A friend to vertue, a lover of learning,
A foe to vice, and vehement corrector,
A prudent person, all truth supporting;
A citizen sage, and worthy counsellor;
A lover of wisdome, of justice a furtherer,
Loe, here his corps lyeth, sir Rowland Hill by name,
Of London late lord maier, and alderman of fame.
He was the son of Thomas Hill, of Hodnet in Shropshire; was sheriff 1541–2; lord mayor 1549–50. He founded a grammar school at Drayton in Shropshire, and performed other admirable acts of beneficence recorded by Stowe in his Survay, in his chapter "Honour of Citizens." "He dwelled in Walbrook, over against the said church of St. Stephen; and was buried at St. Stephen's in Walbrook 1561." Arms, Azure, two bars argent, on a canton sable a chevron between three pheons of the second, an eagle's head erased of the third, between two mullets gules. (List by Wm. Smith, Rouge-dragon.)

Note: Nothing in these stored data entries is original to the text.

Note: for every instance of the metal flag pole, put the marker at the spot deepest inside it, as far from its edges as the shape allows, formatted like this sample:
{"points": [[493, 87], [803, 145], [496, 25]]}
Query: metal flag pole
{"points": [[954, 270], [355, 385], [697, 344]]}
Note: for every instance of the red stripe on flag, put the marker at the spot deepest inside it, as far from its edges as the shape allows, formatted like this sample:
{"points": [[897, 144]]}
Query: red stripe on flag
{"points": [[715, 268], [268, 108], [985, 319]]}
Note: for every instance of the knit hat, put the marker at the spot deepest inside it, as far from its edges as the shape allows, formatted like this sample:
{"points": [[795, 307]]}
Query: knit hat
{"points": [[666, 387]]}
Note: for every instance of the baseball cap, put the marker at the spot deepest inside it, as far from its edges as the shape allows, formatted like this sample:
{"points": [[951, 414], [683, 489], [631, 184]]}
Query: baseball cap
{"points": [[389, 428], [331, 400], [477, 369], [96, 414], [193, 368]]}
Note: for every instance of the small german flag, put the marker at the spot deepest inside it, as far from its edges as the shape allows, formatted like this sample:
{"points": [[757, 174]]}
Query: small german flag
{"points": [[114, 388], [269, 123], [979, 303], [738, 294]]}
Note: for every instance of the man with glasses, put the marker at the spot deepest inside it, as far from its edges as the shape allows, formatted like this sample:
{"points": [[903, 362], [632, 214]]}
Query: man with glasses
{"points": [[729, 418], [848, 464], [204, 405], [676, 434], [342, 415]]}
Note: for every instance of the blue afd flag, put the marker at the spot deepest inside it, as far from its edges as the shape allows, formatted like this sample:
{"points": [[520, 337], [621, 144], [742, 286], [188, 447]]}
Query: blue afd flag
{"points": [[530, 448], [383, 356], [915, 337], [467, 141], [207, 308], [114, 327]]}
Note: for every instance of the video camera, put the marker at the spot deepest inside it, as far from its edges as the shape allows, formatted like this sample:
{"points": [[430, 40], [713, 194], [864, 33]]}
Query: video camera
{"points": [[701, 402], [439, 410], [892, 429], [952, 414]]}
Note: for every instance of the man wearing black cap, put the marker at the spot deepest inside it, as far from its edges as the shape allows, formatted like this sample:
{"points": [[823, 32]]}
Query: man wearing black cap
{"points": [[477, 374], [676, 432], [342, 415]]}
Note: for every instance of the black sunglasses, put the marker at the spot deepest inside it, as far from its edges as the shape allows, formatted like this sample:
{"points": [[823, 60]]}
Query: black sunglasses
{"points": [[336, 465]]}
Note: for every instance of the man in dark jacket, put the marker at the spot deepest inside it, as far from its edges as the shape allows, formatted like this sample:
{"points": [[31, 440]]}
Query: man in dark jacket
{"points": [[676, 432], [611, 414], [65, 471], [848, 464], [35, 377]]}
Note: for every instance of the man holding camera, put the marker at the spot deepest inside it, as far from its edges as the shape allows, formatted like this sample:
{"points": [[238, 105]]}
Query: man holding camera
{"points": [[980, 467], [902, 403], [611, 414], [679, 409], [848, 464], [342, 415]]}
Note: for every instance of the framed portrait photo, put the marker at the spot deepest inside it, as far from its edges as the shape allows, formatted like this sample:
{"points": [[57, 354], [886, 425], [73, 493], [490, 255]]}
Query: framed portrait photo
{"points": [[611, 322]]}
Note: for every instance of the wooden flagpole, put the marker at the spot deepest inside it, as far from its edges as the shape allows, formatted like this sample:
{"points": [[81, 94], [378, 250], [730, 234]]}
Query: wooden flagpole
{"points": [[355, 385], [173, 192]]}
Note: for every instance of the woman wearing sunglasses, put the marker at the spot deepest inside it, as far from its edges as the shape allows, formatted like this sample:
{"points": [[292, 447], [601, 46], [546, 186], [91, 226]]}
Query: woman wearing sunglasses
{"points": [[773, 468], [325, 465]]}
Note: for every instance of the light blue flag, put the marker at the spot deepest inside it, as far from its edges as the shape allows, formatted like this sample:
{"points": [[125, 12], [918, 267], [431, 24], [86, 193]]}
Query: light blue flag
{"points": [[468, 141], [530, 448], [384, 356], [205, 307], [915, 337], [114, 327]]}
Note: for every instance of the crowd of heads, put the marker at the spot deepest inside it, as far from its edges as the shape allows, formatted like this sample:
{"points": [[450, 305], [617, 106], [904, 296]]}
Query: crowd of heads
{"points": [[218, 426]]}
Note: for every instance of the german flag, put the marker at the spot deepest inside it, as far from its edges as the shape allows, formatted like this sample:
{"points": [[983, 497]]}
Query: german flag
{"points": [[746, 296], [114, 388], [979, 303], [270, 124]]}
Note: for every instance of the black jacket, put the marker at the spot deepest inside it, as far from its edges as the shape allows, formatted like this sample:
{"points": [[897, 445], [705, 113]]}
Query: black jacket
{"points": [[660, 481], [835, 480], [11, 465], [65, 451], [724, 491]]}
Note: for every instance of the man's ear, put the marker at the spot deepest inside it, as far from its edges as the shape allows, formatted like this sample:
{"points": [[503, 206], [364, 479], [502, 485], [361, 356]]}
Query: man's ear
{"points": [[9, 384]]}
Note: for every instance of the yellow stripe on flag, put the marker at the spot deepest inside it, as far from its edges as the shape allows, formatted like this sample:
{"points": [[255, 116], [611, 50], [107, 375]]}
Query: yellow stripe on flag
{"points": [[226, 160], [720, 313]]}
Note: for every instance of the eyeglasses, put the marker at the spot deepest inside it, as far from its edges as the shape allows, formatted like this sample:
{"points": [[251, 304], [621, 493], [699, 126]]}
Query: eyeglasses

P. 272. Proclamation on foreign coins. This proclamation was dated the 15th of Nov. 1561, and is extant among the collection in the Society of Antiquaries' library. It is curious as representing in woodcuts the counterfeit angels of Tournay and Holland, in comparison with a genuine angel of Henry VIII. (See Ruding's Annals of the Coinage, sub anno.) The same proclamation is noticed in a Norwich Chronicle as follows:
"This year, upon sunday the 23d of November, there was sent from the Queen a Proclamation to be published, that pistoles and other foreign crowns of gold and silver, only French crowns excepted, should not pass from man to man as current money, but as bullion be brought into the Tower, there to have as much as they are worth." Papers of the Norwich and Norfolk Archæol. Soc. vol. i. p. 145.
P. 273. Funeral of Laurence Dalton, Norroy king of arms. See his epitaph in Stowe, and his funeral insignia described in the Collectanea Topogr. et Geneal. 1837, vol. iv. pp. 101–111. His funeral ceremony is recorded in the College of Arms. I. 13, f. 32, and his brass is drawn in the MS. Harl. 1099.
P. 274. Christmas festivities in the Temple. A long account of the celebration of these festivities will be found in Dugdale's Origines Juridiciales, pp. 150 et seq. and extracted in Nichols's Progresses, &c. of Queen Elizabeth, 1823, vol. i. p. 131.